At the same time as the above error, the were also a bunch of other jobs failing with the same page_in IN() condition, but with similar or slightly different touch-timestamps. Which would explain why they all dead locks because they're all waiting for each other in some way, I guess.

[W6uv9wrAAC0AACBKWiwAAABE]
Query: UPDATE  `page` SET page_touched = '20180926161305' WHERE page_id IN ('71237625','72854789')  AND (page_touched < '20180926161244')


[W6uv4QrAEHUAAB1wFb8AAAAR]
Query: UPDATE  `page` SET page_touched = '20180926161305' WHERE page_id IN ('71237625','72854789')  AND (page_touched < '20180926161242')

[W6uv@ArAIGYAAHvODEAAAABV
Query: UPDATE  `page` SET page_touched = '20180926161305' WHERE page_id IN ('71237625','72854789')  AND (page_touched < '20180926161243')

[W6uv8ArAIF4AAK8uKoUAAAAX]
Query: UPDATE  `page` SET page_touched = '20180926161304' WHERE page_id IN ('71237625','72854789')  AND (page_touched < '20180926161240')

[W6uv9ArAAC4AAJzZqBAAAAAK]
Query: UPDATE  `page` SET page_touched = '20180926161304' WHERE page_id IN ('71237625','72854789')  AND (page_touched < '20180926161242')
...

[W6uv5wrAACgAAEOlUzMAAACP]
Query: UPDATE  `page` SET page_touched = '20180926161228' WHERE page_id IN ('71237625','72854789')  AND (page_touched < '20180926161226')

[W6uv5QrAIFoAAKdmghAAAAAA]
Query: UPDATE  `page` SET page_touched = '20180926161227' WHERE page_id IN ('71237625','72854789')  AND (page_touched < '20180926161226')

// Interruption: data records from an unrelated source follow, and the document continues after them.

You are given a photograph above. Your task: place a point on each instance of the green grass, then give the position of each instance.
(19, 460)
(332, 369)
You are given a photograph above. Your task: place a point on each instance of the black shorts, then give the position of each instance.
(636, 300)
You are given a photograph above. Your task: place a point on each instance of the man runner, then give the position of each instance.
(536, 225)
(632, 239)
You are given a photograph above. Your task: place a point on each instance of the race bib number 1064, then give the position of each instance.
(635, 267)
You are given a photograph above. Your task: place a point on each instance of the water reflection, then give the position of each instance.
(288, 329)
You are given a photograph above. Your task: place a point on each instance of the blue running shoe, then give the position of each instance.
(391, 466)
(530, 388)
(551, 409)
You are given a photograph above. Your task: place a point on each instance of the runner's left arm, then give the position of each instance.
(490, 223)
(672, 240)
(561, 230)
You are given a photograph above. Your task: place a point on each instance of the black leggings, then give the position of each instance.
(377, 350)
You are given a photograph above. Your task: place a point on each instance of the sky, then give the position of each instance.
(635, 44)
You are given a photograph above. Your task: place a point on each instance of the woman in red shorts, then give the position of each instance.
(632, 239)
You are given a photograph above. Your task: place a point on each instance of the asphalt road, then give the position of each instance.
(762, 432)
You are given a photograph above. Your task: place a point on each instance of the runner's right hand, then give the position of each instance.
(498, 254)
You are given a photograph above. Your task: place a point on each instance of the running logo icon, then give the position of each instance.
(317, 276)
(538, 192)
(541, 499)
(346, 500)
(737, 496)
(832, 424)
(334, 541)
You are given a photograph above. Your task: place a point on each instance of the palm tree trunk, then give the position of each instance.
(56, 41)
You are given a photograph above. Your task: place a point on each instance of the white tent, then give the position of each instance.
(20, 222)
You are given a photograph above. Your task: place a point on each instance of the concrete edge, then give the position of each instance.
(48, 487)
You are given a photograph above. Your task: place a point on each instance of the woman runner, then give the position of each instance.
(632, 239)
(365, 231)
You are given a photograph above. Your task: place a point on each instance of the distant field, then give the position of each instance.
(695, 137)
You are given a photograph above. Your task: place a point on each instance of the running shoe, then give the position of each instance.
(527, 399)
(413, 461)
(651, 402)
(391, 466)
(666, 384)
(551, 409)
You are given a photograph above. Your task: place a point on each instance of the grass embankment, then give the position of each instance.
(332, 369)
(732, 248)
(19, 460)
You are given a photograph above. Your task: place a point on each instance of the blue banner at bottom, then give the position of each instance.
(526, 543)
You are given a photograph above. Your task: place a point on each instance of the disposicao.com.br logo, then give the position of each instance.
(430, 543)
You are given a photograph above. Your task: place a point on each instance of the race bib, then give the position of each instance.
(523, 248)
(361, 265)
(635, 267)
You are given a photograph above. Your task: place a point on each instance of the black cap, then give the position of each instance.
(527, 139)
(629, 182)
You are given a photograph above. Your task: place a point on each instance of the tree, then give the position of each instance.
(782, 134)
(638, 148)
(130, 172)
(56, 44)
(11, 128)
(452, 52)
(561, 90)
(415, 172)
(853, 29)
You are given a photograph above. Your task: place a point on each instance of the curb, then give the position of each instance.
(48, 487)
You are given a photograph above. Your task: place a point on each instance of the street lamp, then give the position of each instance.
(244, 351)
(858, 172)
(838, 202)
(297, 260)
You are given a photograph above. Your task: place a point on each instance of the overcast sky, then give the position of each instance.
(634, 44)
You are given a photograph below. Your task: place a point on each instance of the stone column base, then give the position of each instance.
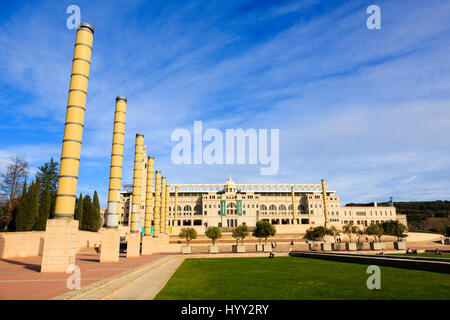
(60, 245)
(133, 245)
(148, 243)
(110, 245)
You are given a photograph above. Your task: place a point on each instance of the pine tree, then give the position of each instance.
(44, 209)
(79, 211)
(22, 212)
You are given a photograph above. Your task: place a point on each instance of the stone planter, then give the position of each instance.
(238, 248)
(186, 250)
(377, 246)
(213, 249)
(399, 245)
(314, 246)
(363, 246)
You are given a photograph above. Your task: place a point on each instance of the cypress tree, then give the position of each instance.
(79, 211)
(44, 209)
(34, 204)
(21, 214)
(89, 215)
(48, 173)
(96, 203)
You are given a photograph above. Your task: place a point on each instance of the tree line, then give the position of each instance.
(26, 206)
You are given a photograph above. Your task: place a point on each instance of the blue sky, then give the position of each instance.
(367, 110)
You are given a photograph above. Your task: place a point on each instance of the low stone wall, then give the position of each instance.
(21, 244)
(31, 243)
(397, 262)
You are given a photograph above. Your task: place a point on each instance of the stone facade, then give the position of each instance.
(230, 206)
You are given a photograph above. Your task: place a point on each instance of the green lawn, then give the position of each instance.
(296, 278)
(429, 255)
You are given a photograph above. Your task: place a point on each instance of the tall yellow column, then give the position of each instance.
(175, 214)
(137, 183)
(157, 208)
(166, 226)
(61, 234)
(149, 197)
(73, 131)
(324, 196)
(294, 216)
(115, 171)
(163, 205)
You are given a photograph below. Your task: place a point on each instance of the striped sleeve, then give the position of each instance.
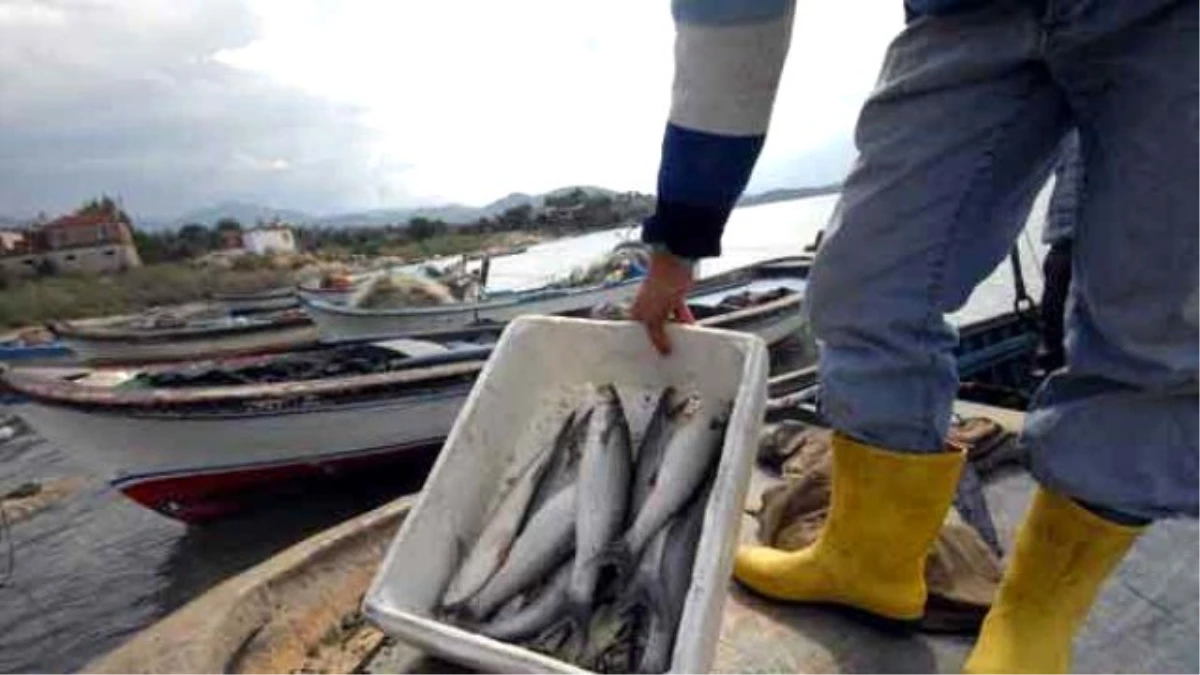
(729, 59)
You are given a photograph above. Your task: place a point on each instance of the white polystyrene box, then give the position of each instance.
(538, 362)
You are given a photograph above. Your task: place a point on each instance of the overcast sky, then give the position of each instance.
(337, 105)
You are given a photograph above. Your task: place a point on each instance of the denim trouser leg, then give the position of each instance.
(960, 133)
(953, 145)
(1121, 425)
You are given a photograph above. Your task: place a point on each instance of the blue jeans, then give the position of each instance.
(960, 133)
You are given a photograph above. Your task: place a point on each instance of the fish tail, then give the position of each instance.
(619, 556)
(579, 621)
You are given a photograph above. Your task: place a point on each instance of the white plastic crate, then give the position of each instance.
(538, 360)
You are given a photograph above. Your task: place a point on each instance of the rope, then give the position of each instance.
(1023, 304)
(6, 536)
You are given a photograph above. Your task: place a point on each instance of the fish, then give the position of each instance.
(649, 452)
(564, 466)
(545, 543)
(539, 614)
(503, 524)
(610, 646)
(604, 487)
(671, 584)
(693, 449)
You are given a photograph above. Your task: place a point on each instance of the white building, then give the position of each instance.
(269, 239)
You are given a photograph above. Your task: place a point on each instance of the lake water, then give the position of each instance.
(95, 568)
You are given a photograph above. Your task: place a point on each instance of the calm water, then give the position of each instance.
(95, 568)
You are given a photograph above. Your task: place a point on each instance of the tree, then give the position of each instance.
(105, 207)
(228, 225)
(195, 239)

All together 31 jobs were executing for the same set of page IDs all failing with deadlocks.

Looking at the past 30 days in WMF Logstash, the deadlock has happened before a few times (starting at August 25, which is today's log cut off so unrelated). However it has only happened for 1 or 2 jobs at most, never 31. That might mean the problem has gotten worse, or maybe it is just a coincidence.

In any event, deadlocks are bad.

Event Timeline

mmodell changed the subtype of this task from "Task" to "Production Error".Aug 28 2019, 11:08 PM

This is effectively the same issue as T206283 and T202715. They are defered updates performing an operation that can be subject to lock contention when the same user or same page is part of several edits in a short time span. The current strategy for those is covered by T206283, which is basically to catch it, queue as job, and let it retry there asynchronously.